Omega-3 fatty acid supplementation in patients with recurrent self harm: Single-centre double-blind randomised control trial
Hallahan B ., et al., Br J Psychiatry.190: 118-122 (2007).
St Ita's Hospital, County Dublin,Ireland
Since previously-published trials have shown promising results using DHA/EPA omega-3 fatty acid supplementation in patients with various psychiatric disorders, the present study was conducted in patients with a history of recurrent self-harm. The 49 patients studied were randomized to either receive a placebo (control) or supplementation with 2.1 g of DHA/EPA combined (900 mg DHA + 1200 mg EPA) daily for a 12 week period in addition to standard psychiatric care. A significant improvement in scores for depression (measured by the Hamilton Rating Scale for Depression and Beck Depression Inventory) were found in the supplemented group relative to controls. In addition, the omega-3 group exhibited a greater improvement in scores for suicide risk and an overall improvement for daily stresses (measured by Perceived Stress Scale and Daily Hassles and Uplifts Scale). No significant effect of omega-3 supplementation on scores for aggression, hostility, and impulsivity were found. The authors conclude that larger studies in the future on follow-up will help to determine if greater intakes of omega-3 fatty acids may serve as a reversible risk factor for those with a tendency for self harm.
Dr.
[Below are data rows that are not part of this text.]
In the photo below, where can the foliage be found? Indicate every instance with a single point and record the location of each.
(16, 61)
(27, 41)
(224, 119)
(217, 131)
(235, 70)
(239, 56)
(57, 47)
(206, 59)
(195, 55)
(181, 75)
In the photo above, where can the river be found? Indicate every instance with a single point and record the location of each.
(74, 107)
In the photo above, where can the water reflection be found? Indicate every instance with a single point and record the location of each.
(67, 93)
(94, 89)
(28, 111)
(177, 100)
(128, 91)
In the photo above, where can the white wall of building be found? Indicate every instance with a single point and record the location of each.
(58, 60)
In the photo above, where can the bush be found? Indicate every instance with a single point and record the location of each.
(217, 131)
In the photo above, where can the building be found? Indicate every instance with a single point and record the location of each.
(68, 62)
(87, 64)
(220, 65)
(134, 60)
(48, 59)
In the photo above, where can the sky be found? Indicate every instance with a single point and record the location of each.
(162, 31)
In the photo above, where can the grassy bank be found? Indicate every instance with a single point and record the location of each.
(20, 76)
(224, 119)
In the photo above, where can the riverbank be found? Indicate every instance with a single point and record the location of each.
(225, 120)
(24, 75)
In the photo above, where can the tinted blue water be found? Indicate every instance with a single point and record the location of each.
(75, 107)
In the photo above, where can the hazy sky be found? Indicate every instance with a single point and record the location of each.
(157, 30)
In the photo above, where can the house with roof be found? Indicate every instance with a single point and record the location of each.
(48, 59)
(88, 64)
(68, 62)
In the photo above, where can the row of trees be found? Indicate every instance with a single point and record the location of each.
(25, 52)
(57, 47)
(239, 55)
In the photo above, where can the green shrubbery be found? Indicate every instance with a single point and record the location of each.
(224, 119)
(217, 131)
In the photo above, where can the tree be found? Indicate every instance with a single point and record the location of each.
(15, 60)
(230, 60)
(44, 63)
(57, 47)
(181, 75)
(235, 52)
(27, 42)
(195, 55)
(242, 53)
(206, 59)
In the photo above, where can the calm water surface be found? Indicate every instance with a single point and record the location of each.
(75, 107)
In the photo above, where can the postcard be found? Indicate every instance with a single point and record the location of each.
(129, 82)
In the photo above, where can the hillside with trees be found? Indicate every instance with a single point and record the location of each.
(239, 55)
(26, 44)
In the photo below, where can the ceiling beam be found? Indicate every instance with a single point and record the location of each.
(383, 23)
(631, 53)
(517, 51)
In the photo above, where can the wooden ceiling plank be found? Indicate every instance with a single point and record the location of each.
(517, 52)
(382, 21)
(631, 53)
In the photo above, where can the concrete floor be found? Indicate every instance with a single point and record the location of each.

Holub's Comments:
It is of interest to note that the majority of patients in the present study were taking psychotropic medication and all were on anti-depressants. Thus, the use of DHA/EPA omega-3 fatty acid supplementation was not alternative to standard medical/ psychiatric care but rather was in addition to such. The level of supplementation (2.1 g DHA/EPA combined per day) is well above current North American intakes per day from dietary sources (mainly fish) which amounts to approximately 0.15 g/day. However, the Food and Drug Administration in the U.S. have indicated that up to 3 g of DHA/EPA omega-3 per day is considered to be within the upper safe range for the majority of the population.